For many youth of this town, the allure of the United States is as strong as ever. In December, 19-year-old Ricardo Acosta mailed his uncle, Alfredo Acosta, an application to work with him at a landscaping company in Waukegan. (The family is not related to the restauranteurs.) The company, which employs about 300 people, the majority Mexican, arranges for temporary work visas for some of its staff. Ricardo has not received an answer.

Trump pledged to “buy American and hire American” during his inaugural address. His administration has warned that it would revise the temporary worker programs.

“They say that Trump is not going to give any more visas. And the company where I work is nervous,” said Alfredo Acosta, who has lived in the United States for 18 years and obtained his legal residency last year.

One evening, Ricardo rode his motorcycle up the winding road to the hill with the towering cross that overlooks Tonatico. He liked to come alone at dusk and watch the darkness settle and the lights twinkle on across the town. He opened a can of beer and thought about his future in silence.

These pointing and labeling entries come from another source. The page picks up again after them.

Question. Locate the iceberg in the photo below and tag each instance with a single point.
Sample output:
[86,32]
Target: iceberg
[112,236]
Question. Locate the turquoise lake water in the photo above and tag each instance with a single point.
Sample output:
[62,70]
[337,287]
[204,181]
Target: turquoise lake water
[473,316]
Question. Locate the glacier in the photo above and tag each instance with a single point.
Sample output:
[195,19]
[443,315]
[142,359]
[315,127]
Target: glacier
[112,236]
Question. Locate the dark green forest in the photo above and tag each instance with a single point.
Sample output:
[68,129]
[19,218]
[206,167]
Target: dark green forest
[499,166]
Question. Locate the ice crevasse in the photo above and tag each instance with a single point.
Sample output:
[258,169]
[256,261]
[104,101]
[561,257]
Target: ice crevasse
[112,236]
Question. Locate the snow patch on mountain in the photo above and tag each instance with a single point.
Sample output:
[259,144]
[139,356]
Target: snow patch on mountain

Ricardo’s father once lived in Waukegan, working in landscaping. After less than a year, he returned to Tonatico, following a woman. The father knew the fields were fickle. The pay was meager. But to him, the vertigo of undocumented life felt too unsettling.

“As an illegal, it’s very difficult. You are always thinking the migra will catch you,” he said.

Ricardo wants to see for himself, to make his way in America like so many before him. From the hilltop, the brightest lights came from the church and the bullring. But he was looking north, past the town, to the dark mountains separating him from a country that each day feels more out of reach.